Harvard chemist Charles M. Lieber and colleagues report on this marriage of nanowires and neurons this week in the journal Science.

"We describe the first artificial synapses between nanoelectronic devices and individual mammalian neurons, and also the first linking of a solid-state device -- a nanowire transistor -- to the neuronal projections that interconnect and carry information in the brain," says Lieber, the Mark Hyman Jr. Professor of Chemistry in Harvard's Faculty of Arts and Sciences and Division of Engineering and Applied Sciences. "These extremely local devices can detect, stimulate, and inhibit propagation of neuronal signals with a spatial resolution unmatched by existing techniques."

Electrophysiological measurements of brain activity play an important role in understanding signal propagation through individual neurons and neuronal networks, but existing technologies are relatively crude: Micropipette electrodes poked into cells are invasive and harmful, and microfabricated electrode arrays are too bulky to detect activity at the level of individual axons and dendrites, the neuronal projections responsible for electrical signal propagation and interneuron communication.

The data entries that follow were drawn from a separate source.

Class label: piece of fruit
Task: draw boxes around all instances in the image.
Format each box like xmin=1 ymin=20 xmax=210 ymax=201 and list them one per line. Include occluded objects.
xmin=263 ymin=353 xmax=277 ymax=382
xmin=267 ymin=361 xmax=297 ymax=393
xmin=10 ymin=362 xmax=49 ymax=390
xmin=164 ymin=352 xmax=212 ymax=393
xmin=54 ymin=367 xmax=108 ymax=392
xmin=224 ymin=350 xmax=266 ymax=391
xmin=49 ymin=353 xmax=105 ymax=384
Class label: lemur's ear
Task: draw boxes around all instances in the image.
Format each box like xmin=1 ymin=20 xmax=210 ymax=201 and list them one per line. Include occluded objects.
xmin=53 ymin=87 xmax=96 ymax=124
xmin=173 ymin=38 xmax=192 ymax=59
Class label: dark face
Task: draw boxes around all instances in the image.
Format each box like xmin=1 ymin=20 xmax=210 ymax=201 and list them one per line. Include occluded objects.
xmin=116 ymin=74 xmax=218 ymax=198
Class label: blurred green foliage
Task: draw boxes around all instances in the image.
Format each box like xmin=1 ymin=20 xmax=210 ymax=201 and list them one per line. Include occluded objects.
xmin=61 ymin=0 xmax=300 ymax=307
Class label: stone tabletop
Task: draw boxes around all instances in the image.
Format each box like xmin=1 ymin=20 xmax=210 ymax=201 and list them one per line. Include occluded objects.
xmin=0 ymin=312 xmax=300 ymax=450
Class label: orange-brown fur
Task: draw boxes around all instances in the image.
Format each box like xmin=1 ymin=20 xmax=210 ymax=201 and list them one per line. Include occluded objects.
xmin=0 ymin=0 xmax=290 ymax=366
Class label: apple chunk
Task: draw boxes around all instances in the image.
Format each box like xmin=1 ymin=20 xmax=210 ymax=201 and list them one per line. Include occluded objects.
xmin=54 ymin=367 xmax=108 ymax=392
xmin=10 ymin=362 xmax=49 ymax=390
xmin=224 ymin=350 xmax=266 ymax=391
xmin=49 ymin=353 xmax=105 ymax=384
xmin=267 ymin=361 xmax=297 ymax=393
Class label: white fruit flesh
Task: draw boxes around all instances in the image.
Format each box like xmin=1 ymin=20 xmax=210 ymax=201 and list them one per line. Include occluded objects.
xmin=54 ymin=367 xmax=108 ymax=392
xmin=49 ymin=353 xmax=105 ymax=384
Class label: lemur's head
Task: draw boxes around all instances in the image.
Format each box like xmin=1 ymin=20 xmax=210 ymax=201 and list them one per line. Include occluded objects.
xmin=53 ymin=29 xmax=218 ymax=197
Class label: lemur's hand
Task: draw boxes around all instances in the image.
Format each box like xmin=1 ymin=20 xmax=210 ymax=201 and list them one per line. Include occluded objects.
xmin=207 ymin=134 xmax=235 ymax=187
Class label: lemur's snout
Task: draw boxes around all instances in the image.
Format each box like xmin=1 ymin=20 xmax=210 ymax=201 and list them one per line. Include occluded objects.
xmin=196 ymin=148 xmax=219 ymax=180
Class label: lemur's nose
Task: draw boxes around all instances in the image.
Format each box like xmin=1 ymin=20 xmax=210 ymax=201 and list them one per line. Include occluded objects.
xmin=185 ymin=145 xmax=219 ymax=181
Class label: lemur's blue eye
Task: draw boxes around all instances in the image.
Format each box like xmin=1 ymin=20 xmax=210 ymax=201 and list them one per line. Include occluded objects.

By contrast, the tiny nanowire transistors developed by Lieber and colleagues gently touch a neuronal projection to form a hybrid synapse, making them noninvasive, and are thousands of times smaller than the electronics now used to measure brain activity.

Lieber's co-authors on the Science paper are Fernando Patolsky, Brian P. Timko, Guihua Yu, Ying Fang, Andrew B. Greytak, and Gengfeng Zheng, all of Harvard's Department of Chemistry and Chemical Biology. Their work was supported by the Defense Advanced Research Projects Agency and Applied Biosystems.